Nikki went to a family with a teenager who has gone through a rough patch, and she says having the dog has saved her, because she doesn't want to leave the dog, the dog has given her a reason to go on.
I have seen so many beautiful pictures of Lassie. I am so happy for her. I never really connected well with her. Bringing her out front and working with her more helped a lot, but now she is the center of attention and someone's princess. They are giving her a good life.
But the others, Jenna, Milla, Ninja, and now little Quinnie. It's getting better, but I can't think about her without tearing up. It's going to take time. But I am able to smile at the youngsters' antics. I am singing to Tinuviel again. And starting to come alive to Uzzi and Kaiah, Kojak and Ramona.
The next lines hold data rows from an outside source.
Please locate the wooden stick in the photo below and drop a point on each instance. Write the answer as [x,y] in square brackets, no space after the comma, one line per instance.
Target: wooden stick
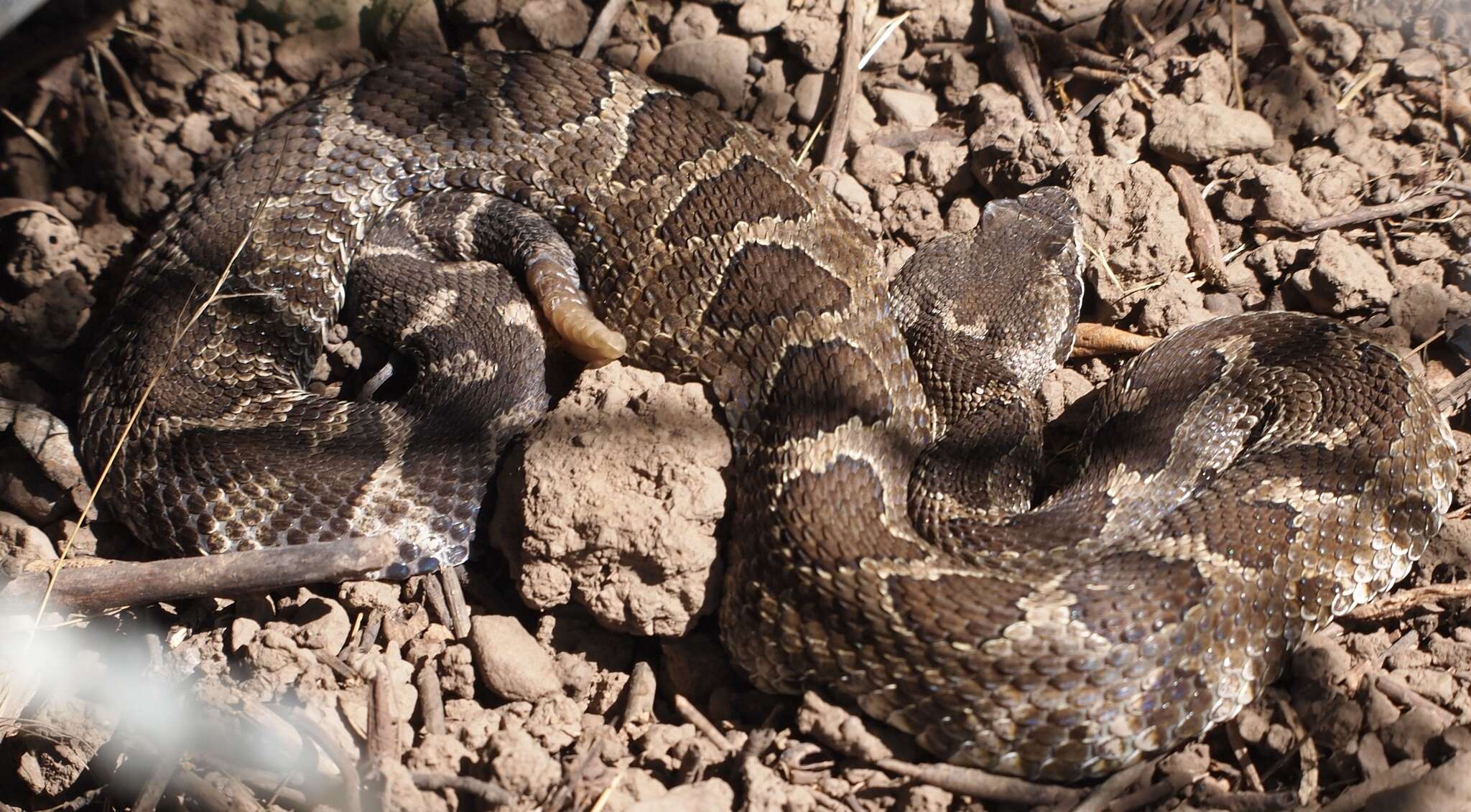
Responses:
[835,152]
[352,793]
[1096,340]
[980,785]
[1398,604]
[1117,785]
[455,600]
[702,724]
[1365,214]
[119,583]
[1016,62]
[432,698]
[202,792]
[383,734]
[1205,238]
[1286,25]
[1454,395]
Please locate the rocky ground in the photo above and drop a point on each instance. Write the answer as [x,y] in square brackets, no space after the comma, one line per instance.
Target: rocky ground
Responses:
[1253,158]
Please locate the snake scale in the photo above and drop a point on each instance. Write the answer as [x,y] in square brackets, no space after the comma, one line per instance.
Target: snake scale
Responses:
[1246,478]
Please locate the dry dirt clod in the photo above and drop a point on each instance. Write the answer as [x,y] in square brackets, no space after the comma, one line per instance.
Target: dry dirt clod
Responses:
[717,64]
[509,661]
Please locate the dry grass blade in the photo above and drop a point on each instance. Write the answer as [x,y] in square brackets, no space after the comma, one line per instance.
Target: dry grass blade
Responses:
[185,56]
[29,133]
[137,409]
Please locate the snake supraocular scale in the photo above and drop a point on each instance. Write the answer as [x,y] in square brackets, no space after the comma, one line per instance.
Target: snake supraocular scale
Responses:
[1246,480]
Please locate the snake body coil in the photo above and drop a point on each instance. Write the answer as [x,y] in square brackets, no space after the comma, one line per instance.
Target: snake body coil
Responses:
[1245,480]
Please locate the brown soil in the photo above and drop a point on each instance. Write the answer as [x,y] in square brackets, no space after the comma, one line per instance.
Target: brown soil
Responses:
[589,674]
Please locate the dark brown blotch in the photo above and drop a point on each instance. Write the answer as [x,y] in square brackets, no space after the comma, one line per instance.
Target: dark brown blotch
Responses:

I can't believe that Babsy may hit 14. It will be a miracle, but August is not that far away. She's having a harder time getting up now. She needs a bath and a brush, and toenails done, but I am afraid to put her in the tub. I put her on the table the last time, and she couldn't get up for two days. I am afraid I will lose her. So I am waiting for a good day to hose her and shampoo her without lifting. Heidi too.
Heidi Ho, Odie
Joy-Joy, Bear Cub, Hepsi-Pepsi
Cujo2, Karma Chameleon
Ramona the Pest, Kojak -- who loves you baby?
Tiny Tinnie, Susie's Uzzi, Kaiah -- The Baby Monster.